Export pull_layer & auth API #9

arronwy · 2021-12-08T14:45:41Z

Export pull_blob API
1. Container images will share layers, the API should support the scenario which don't need pull all the layers.
2. Container image size may vary from megabyte to gigabyte, export pull_layer API can allow the user to the following layer decompress/unpack/store operations in parallel.

Export auth API
For some container image service which support ondemand layer pull like:
* stargz https://github.com/containerd/stargz-snapshotter
* Nydus Image Service https://github.com/dragonflyoss/image-service
export auth API is a requirement when token is expired.

thomastaylor312 · 2021-12-08T17:55:52Z

I seem to remember there being a reason why these methods were not public. @bacongobbler or @radu-matei was there a reason either of you remember why these were private?

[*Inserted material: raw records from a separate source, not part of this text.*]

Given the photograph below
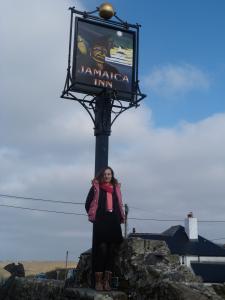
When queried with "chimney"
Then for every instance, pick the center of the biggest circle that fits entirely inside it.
(191, 227)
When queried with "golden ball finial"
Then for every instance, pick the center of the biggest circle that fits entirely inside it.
(106, 11)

bacongobbler · 2021-12-08T19:16:09Z

Yes - some of that conversation can be found here: krustlet/krustlet#564

bacongobbler · 2021-12-08T19:22:40Z

Basically the user should not be given any control over auth - the client knows what endpoints do and do not need authentication, so the call to auth should be hidden behind methods like pull. It is very possible for users to expose their credentials to API endpoints that do not require auth. For example, a pull from DockerHub fetches image layers from index.docker.io, and those calls don't need DockerHub credentials - just auth tokens from the repository scope's auth endpoint.

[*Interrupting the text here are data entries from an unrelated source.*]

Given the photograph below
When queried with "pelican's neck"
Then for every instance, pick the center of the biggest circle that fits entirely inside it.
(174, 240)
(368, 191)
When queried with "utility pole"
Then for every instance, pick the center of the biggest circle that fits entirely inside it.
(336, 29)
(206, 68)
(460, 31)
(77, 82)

As for exposing pull_layer... I don't see how this is useful unless you're trying to write an abstraction over the existing Client. It doesn't make a ton of sense because you still have no way to push or pull manifests, and push_layer is still hidden. We need to decide whether we allow others to write their own clients on top of oci-distribution, or we are the ones publishing an OCI client, exposing only the high-level concepts like client.pull() and client.push() (which is the current design today).

bacongobbler · 2021-12-08T19:26:08Z

can allow the user to do the following layer decompress/unpack/store operations in parallel.

Is there a compromise we can make here? I think that should be something pull can handle. It's already async anyways. Parallelizing the layer pull/unpack/store operations within pull should accomplish the same thing as what's requested here.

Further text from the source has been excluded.